Pada tahap berikutnya, otoritas berencana mengusulkan amandemen pada peraturan turunan terkait paling lambat akhir September, beserta penetapan jadwal untuk tahap kedua dan ketiga dari peta jalan tersebut.
Sebelum pelaksanaan peta jalan dimulai, otoritas mengatakan pihaknya akan bekerja sama dengan Korea Securities Depository (KSD) untuk mengembangkan infrastruktur yang diperlukan bagi tokenisasi.
Arah regulasi yang lebih luas di Korea Selatan
Langkah ini merupakan bagian dari arah yang lebih luas ketika regulator Korea bergerak menuju pembentukan kerangka yang jelas bagi aset ter-tokenisasi.

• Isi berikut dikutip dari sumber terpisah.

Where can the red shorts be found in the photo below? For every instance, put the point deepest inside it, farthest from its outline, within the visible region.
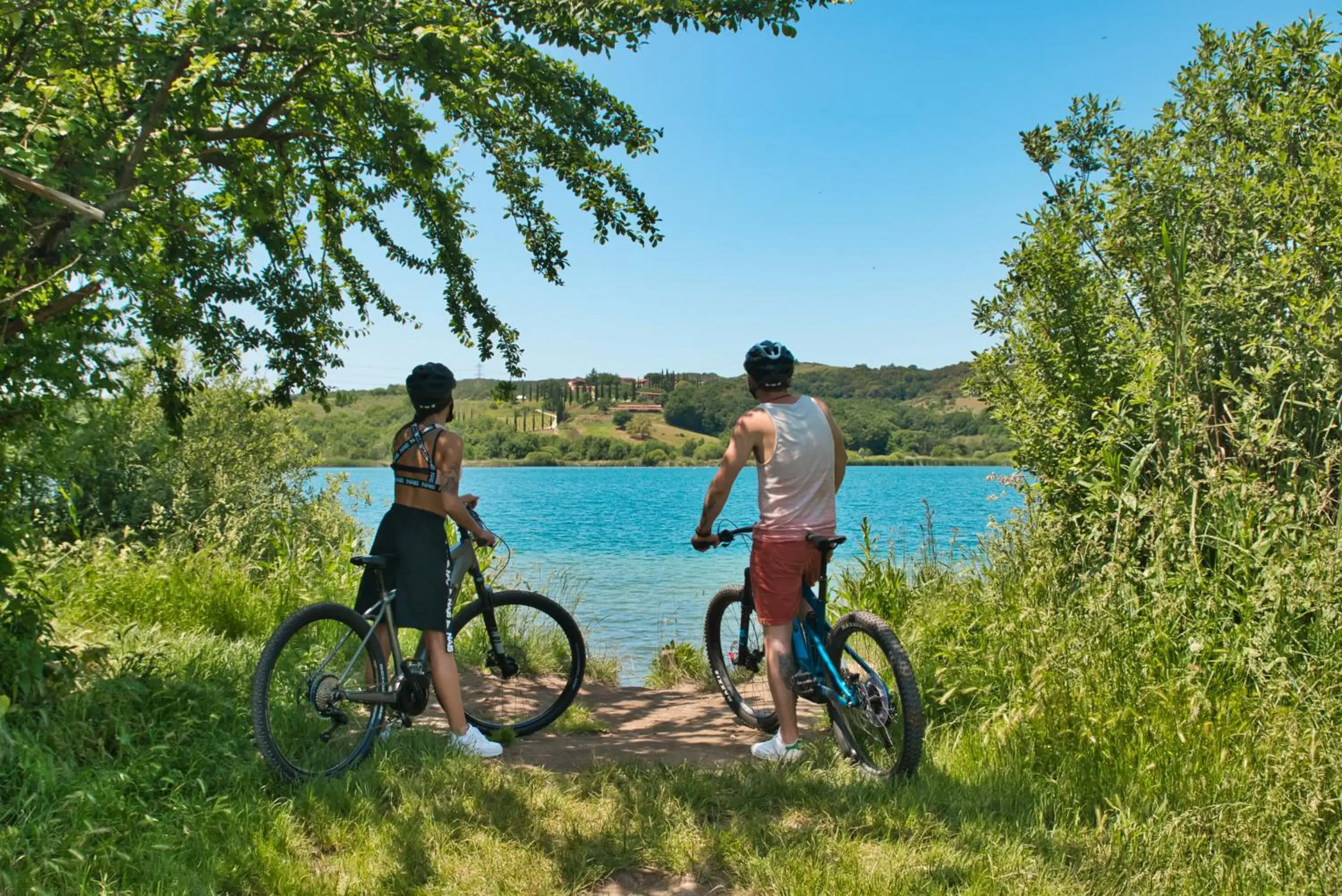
(777, 572)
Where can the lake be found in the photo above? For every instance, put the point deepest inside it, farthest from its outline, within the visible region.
(618, 538)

Pada Mei, otoritas mengatakan akan merilis aturan rinci untuk sekuritas ter-tokenisasi agar dimasukkan ke dalam kerangka pasar modal pada tahun 2027.
Kementerian Ekonomi dan Keuangan juga mengumumkan pada April sebuah proyek percontohan yang menggunakan simpanan ter-tokenisasi untuk menjalankan belanja operasional pemerintah, dengan rencana peluncuran penuh pada kuartal keempat 2026.
Dengan demikian, Korea Selatan tampaknya sedang menuju pembangunan lingkungan regulasi dan operasional yang bertahap, yang memberi perusahaan dan investor kejelasan lebih besar tentang kapan dan bagaimana aset ter-tokenisasi dapat diterbitkan dan diperdagangkan di pasar domestik.